The two hands-on interactives outlined below—1) Probability Lab and 2) Probabilities Tour—can support your classroom lessons on probabililty and reinforce your students' understanding of theoretical probability and experimental probability.

Ideas for Implementation

Both the Probability Lab and the Probabilities Tour can be used as introductions, reinforcements, or as wrap-up tools to boost student comprehension of probability basics. Here are more ideas for implementing these online activities:
  • Project the Probability Lab and Probabilities Tour on the whiteboard and expand on teaching points while leading your students through the activities.
  • Encourage students to engage with the activities in groups during class time or individually as an at-home assignment.
  • Use the reflection questions at the end of each activity as a catalyst for a whole-class discussion, as a group assignment, or as a written assignment. 
  • Visit the Expect the Unexpected With Math website and utilize The Power of Probability and Shake, Rattle, & Roll lessons and printables.

These online activities can be used on any Mac or PC with Flash Player plug-in 9 or 10. 

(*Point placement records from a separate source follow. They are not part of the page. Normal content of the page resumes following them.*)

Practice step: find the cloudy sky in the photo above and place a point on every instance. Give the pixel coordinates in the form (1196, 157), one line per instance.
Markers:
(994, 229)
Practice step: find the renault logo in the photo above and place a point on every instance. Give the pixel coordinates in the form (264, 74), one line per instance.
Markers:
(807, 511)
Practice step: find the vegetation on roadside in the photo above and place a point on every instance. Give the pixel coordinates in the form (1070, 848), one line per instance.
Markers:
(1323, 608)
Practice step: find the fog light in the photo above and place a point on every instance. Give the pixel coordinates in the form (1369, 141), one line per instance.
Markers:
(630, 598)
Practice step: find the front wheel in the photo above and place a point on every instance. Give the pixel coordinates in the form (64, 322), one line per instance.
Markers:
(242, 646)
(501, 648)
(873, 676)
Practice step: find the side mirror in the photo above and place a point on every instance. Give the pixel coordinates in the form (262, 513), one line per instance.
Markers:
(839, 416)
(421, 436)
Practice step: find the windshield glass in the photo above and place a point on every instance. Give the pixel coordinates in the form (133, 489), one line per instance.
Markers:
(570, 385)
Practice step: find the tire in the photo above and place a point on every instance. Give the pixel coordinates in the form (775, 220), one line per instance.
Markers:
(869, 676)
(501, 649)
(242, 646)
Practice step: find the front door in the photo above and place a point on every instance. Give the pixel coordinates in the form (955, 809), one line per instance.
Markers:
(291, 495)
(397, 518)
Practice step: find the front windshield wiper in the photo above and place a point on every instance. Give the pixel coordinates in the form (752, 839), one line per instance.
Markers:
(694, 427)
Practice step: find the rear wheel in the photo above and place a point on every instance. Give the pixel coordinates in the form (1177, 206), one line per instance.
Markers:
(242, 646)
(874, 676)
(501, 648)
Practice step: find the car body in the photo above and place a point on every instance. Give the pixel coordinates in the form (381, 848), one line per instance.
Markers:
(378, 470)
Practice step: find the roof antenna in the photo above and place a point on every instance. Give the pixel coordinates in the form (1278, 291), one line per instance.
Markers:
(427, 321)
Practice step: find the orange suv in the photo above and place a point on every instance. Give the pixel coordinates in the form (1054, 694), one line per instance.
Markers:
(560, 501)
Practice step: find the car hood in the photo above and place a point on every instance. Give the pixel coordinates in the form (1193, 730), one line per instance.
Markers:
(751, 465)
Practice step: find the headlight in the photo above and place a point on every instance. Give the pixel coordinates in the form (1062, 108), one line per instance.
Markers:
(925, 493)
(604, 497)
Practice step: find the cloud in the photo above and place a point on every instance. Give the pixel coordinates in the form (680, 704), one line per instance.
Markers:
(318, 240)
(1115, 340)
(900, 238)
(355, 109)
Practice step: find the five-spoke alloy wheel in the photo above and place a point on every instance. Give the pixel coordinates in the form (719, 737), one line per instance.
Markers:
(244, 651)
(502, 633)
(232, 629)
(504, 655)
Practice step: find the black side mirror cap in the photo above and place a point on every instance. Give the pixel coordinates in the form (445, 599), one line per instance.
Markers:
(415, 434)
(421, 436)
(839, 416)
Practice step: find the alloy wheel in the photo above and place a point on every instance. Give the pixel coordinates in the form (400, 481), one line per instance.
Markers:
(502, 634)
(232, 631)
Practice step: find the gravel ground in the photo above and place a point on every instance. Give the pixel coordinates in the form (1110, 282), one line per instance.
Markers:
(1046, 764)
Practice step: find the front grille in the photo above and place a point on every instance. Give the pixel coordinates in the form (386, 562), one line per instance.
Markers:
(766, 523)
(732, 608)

Conducting The Probability Lab
In the Probability Lab, students explore the difference between theoretical probability and experimental probability by running their own probability experiments. Students begin by considering a probability experiment they would perform by tossing a coin, throwing dice, or turning a game spinner. After calculating and entering a theoretical probability (for example, the probability of rolling a 1 with a single six-sided die), students select a number of tries and run the experiment. The Probability Lab can run experiments with up to 999 tries in a matter of seconds! For each experiment, the Probability Lab generates real-life results, calculates experimental probability, and records data. After five experiments, students will have the opportunity to compare the experimental probability of each experiment to the theoretical probability they entered at the beginning of the lab.

Teaching Tips
The intention of the Probability Lab is to give students the opportunity to compare theoretical probability with experimental results. As they run their experiments, students may need guidance to decide the number of tries to use for each experiment. Students may also need guidance as they consider the reflection questions at the end of the lab. Please note that you may find that experience with the Probability Lab may help students achieve better results on the Probabilities Tour.


Conducting the Probabilities Tour
In the Probabilities Tour, students will consider both theoretical probability and potential financial rewards to help plan a concert tour for a band. After selecting the number of cities they would like to tour, students will use a probability spinner to determine whether or not they've made money in each city. Quiz questions help students review their knowledge of probability and earn more money on their tours. At the end of each tour, students will reflect on the differences between theoretical probability and real-life outcomes.

Teaching Tips
The Probabilities Tour can be played intuitively with students selecting cities at random. To enhance learning, guide your students to carefully consider the probability of success and the potential revenue for each city on the tour. Students should learn that higher earnings often come with higher risk. They should be able to articulate the factors they need to consider as they choose cities for the tour. At the end of the tour, students should understand that theoretical probability can be used as a guide when making decisions, but that real-life events don't always neatly correspond to their theoretical probability. Please note that you may find that experience with the Probability Lab may help students achieve better results on the Probabilities Tour.